There is more and more talk about #chaosengineering. By having a look at how active @serverlesschaos has been since January it's clear that the bot is retweeting more and more. It's also quite easy to see what week #srecon and #chaosday19 was. 💥 pic.twitter.com/gWrWSV11yU
— Gunnar Grosch (@GunnarGrosch) April 12, 2019
Reconciling & Chaos
Reconciling is the new regression testing... but better,
👏👏👏 Really great talk about reconciling chaos with @kubernetesio control loops by continuous auditing @krisnova of @VMware at Chaos Community Day v4 #ChaosEngineering pic.twitter.com/nIcH1P6T0t
— Joyce Lin (@PetuniaGray) March 28, 2019
@krisnova on Reconciling Chaos. Chaos is complete disorder and confusion. Chaos is human. Enter https://t.co/SCK3q9GTjq.#chaosday19 pic.twitter.com/UjhCRzxWcp
— Gunnar Grosch (@GunnarGrosch) March 28, 2019
#ChaosDay19 talk by Narendra Nalabothula, member of Capital One’s central chaos team. Exploring Chaos in a financial firm. pic.twitter.com/R6bEongy5W
— Tom Leaman (@tleam) March 28, 2019
Chaos Engineering at CapitalOne
Look at failure as a certainty... and an opportunity.
Implementing chaos engineering for financial institutions comes comes with a unique set of challenges and, according to Narendra, resiliency and avoiding single points of failure go hand in hand.
Padma Gopalan - DiRT at Scale
Failure isn't just the loss of computing.
#chaosday19 : How do we test?

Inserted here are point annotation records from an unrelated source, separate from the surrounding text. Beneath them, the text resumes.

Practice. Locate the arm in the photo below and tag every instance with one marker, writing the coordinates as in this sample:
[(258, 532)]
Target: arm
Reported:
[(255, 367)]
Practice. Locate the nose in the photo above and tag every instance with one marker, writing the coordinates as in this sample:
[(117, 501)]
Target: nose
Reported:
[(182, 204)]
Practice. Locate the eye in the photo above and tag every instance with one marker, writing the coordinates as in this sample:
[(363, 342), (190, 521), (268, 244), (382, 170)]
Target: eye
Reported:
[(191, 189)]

Measure everything! Real outages including triggers, Incident Management signals and indicators [ed: would love to understand what measures are being utilized for Incident Management are we talking about things like TT-Respond, TT-Communicate etc?]

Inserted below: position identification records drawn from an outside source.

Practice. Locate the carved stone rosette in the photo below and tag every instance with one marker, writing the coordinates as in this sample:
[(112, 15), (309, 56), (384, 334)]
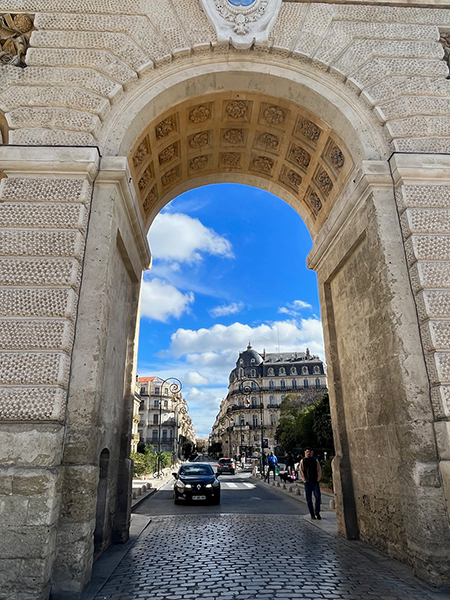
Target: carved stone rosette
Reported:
[(15, 32)]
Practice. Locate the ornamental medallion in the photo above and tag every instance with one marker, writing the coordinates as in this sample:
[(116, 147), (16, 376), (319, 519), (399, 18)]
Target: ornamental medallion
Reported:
[(242, 22)]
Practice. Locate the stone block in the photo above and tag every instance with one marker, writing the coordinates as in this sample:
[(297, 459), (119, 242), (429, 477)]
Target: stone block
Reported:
[(442, 429), (79, 500), (27, 444)]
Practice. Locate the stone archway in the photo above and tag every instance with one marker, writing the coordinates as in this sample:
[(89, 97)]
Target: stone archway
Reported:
[(75, 220)]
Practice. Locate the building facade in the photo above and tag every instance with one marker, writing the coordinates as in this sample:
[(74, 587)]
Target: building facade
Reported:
[(164, 419), (248, 416)]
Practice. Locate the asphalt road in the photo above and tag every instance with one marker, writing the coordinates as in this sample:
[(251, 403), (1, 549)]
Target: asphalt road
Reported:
[(239, 495)]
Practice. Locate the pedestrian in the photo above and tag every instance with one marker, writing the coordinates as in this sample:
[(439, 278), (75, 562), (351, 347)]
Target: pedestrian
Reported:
[(272, 462), (311, 474)]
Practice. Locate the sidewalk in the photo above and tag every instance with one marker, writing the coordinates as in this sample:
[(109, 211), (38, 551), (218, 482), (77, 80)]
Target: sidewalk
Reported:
[(143, 487)]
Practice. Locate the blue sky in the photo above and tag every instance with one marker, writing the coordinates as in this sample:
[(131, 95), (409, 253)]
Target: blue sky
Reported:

— Tom Leaman (@tleam) March 28, 2019
Ashutosh Raina - Madaari for the Monkeys
Failure is inevitable, let's fail in a controlled environment.
Chaos engineering isn’t about one person laboring through complex tests. Nothing grows in a vacuum and chaos engineering is no different, you’re only as good as the team you’re able to build.
As security remains top of mind, a major theme emerging from this year’s event is that security isn’t something to be plastered on afterward, it’s an essential part of the process. As Norah Jones said,
Creating the chaos is easy, thinking about safety is hard.
Finally, as chaos engineering continues to grow in prevalence across major engineering teams, it’s important to understand that no engineering process – chaos or otherwise – happens without planning. Even chaos needs some orchestration and it’s when the world ISN’T on fire that you’re able to experiment.
2020
Seeing the level of discussion both during and in-between presentations it became clear that folks who took the time to attend the 2019 event were genuinely invested in chaos engineering as a discipline; and our team, for one, can’t wait to see what next year’s event brings to the podium.